Depois que Jaqueline foi banida da política por ter se tornado ficha suja, o natural seria Valério migrar para o grupo de Liliane. Era o que Roriz desejava. Mas o santo dos dois nunca bateu. E Valério acabou se unindo a Celina. Tornou-se secretário-geral da Câmara pelas mãos da presidente.

As antipatias do passado ajudam a responder a uma pergunta que muitos se fazem desde as revelações bombásticas de Liliane Roriz: Como ela teve a coragem de entregar de bandeja a cabeça de Valério Neves, o homem que conhece tantos segredos da família Roriz?

Depois da tempestade, mais tempestade
Enquanto Celina adotou a estratégia de criar um ar de normalidade, Liliane evitou a Câmara. Está de atestado até esta sexta-feira (19) por motivo de “foro íntimo”. Com a iniciativa recente, Liliane inverteu pelo menos neste episódio sua relação com o Ministério Público.

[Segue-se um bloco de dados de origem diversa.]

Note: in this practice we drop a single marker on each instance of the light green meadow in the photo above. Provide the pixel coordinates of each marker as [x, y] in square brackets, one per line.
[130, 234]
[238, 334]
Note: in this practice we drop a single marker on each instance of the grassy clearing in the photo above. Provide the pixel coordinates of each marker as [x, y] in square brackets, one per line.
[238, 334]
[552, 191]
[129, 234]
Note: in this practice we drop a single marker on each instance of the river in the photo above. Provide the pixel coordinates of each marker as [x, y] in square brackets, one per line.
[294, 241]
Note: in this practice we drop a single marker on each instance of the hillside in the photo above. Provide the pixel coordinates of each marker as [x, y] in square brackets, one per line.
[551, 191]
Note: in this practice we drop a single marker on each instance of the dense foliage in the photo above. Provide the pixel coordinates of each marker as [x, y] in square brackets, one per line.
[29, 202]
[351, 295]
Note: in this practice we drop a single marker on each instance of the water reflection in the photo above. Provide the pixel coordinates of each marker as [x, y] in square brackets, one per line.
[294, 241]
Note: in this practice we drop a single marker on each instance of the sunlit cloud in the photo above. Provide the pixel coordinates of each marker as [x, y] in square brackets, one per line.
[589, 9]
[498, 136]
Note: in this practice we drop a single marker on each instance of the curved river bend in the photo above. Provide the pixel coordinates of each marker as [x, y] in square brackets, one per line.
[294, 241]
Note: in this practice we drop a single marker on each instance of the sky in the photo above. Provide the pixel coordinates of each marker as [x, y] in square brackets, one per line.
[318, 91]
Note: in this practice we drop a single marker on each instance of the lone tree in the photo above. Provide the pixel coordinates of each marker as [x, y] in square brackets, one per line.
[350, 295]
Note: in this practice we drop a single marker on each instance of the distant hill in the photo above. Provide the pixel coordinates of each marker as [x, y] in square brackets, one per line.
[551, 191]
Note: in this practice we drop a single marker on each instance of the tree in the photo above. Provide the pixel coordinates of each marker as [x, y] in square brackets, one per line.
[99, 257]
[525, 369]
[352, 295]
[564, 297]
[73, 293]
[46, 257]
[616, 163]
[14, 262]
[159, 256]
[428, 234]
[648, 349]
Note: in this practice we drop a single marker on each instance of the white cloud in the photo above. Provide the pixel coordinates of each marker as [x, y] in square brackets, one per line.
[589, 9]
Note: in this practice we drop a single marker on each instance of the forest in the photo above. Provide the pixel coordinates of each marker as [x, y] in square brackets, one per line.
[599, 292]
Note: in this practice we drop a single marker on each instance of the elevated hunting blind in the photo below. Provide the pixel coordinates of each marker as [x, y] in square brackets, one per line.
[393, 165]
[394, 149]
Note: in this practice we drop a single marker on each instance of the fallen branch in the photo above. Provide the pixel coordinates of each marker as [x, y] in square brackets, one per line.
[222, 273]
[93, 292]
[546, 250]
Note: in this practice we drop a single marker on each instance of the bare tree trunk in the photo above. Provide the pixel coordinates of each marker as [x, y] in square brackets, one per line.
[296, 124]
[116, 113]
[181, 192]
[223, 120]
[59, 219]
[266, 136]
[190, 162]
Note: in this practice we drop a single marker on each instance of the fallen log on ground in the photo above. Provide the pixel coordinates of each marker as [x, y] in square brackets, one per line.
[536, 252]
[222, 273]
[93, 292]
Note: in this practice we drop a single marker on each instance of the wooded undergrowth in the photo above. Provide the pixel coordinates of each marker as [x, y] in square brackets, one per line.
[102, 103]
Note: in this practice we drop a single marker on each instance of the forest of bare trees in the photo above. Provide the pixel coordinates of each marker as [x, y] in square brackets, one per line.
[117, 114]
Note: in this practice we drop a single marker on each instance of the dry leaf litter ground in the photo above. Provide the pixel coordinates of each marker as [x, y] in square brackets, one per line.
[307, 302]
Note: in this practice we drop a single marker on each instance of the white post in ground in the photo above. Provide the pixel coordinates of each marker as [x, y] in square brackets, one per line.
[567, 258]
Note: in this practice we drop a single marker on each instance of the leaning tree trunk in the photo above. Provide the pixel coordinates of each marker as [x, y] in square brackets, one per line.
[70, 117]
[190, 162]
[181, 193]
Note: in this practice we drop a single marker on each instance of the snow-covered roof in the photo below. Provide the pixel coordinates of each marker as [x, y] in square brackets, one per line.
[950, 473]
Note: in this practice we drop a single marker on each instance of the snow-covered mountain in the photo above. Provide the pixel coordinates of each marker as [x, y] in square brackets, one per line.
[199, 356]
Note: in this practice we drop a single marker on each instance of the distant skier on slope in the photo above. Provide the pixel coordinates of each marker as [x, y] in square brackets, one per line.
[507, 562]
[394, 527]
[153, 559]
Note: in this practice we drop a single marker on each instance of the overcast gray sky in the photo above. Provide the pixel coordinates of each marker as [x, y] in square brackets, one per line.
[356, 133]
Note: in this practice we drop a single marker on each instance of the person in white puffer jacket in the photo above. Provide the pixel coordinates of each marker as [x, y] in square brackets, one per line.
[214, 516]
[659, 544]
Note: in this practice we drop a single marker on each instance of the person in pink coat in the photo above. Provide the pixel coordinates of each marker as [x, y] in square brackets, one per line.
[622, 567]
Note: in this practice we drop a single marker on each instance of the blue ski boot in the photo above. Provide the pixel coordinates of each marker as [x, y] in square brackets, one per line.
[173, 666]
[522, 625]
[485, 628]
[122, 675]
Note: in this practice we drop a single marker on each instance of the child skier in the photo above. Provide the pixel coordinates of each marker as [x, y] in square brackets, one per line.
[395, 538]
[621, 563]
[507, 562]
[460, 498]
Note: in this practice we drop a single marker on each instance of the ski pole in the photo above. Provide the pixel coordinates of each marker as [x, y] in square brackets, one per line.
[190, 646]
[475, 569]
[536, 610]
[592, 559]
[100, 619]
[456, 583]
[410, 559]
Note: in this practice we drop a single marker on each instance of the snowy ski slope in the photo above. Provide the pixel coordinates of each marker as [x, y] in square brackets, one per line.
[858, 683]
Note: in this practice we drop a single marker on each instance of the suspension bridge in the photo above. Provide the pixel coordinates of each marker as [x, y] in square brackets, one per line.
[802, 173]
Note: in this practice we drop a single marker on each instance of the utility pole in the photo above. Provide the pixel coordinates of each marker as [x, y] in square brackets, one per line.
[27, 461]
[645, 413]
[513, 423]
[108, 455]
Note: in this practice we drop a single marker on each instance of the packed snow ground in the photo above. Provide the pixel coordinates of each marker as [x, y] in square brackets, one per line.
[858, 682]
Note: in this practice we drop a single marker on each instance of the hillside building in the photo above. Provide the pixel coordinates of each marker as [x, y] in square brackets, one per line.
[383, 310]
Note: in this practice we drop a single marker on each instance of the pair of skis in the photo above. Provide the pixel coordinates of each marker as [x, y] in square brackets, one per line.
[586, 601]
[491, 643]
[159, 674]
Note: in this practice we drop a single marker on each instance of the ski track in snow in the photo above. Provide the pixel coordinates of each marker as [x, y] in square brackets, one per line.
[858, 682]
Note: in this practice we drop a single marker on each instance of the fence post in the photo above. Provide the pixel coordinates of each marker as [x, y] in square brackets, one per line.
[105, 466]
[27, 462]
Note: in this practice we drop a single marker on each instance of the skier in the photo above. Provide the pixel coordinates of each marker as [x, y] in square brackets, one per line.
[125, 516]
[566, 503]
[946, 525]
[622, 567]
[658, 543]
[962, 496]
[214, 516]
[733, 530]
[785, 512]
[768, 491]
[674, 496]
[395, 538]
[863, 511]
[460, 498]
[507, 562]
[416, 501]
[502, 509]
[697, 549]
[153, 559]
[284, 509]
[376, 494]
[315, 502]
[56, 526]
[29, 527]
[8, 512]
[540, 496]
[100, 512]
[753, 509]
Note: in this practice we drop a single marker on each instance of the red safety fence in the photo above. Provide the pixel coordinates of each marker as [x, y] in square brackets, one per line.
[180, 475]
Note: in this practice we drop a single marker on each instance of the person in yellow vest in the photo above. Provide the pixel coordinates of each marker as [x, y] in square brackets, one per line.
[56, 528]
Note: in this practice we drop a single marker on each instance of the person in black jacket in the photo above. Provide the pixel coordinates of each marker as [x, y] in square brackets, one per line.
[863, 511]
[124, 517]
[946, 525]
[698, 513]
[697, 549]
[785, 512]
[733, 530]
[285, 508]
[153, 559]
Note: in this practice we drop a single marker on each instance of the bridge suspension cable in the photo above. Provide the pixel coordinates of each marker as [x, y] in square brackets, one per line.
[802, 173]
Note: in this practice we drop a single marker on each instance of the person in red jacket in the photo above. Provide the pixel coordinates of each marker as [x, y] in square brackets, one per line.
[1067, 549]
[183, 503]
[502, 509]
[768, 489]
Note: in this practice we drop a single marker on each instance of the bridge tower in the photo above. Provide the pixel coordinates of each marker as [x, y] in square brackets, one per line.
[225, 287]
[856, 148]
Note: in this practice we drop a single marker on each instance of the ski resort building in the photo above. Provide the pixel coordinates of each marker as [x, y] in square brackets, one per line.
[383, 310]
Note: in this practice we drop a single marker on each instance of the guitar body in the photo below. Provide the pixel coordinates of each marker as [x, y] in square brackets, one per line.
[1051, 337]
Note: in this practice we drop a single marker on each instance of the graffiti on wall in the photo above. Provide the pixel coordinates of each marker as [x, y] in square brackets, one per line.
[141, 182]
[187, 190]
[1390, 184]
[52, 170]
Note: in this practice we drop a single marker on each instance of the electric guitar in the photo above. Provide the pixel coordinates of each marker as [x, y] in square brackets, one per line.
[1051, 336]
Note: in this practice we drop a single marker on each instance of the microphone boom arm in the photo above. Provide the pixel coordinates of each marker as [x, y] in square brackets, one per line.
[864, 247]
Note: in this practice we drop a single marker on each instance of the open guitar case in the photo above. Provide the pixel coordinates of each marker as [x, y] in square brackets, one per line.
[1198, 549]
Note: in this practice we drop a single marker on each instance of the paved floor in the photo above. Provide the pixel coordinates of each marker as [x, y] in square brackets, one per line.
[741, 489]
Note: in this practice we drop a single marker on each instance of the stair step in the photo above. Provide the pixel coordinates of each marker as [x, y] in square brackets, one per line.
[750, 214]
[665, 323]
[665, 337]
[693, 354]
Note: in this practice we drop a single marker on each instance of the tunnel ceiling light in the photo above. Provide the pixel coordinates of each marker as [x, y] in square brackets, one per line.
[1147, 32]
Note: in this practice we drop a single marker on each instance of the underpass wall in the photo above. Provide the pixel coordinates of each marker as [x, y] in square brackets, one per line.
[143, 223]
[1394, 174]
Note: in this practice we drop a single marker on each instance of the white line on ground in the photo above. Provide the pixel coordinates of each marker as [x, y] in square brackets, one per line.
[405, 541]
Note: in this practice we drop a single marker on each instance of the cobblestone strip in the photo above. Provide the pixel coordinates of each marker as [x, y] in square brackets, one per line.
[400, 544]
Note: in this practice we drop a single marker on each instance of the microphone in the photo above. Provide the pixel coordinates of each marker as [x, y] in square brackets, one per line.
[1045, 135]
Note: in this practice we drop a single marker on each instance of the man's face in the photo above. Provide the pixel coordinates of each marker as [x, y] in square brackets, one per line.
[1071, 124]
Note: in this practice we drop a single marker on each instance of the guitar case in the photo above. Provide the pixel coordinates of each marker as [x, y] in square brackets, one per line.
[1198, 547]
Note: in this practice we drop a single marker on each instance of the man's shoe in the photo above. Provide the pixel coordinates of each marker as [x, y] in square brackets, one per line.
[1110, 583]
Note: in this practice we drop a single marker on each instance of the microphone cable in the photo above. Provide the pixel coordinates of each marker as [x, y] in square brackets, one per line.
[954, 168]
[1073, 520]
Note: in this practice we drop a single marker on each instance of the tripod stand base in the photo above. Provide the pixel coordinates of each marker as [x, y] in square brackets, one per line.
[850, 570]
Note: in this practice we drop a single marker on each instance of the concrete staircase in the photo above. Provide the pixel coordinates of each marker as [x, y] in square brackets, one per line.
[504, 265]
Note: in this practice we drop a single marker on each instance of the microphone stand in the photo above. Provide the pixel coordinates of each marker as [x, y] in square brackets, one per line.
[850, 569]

De denunciada, passou a denunciante.

Leonardo Arruda/Metrópoles

Liliane Roriz evitou a Câmara Legislativa: atestado até sexta-feira (19)

No mesmo dia em que o escândalo dos grampos foi revelado, a família Roriz estava no banco dos réus recorrendo de uma condenação por improbidade administrativa. Difícil será administrar essa iniciativa junto aos 23 colegas da Câmara Legislativa, onde a regra número 1 é a do corporativismo. Justamente por isso, os processos de quebra de decoro rarissimamente evoluem na Casa. Neste caso, no entanto, ele pode correr na velocidade Usain Bolt.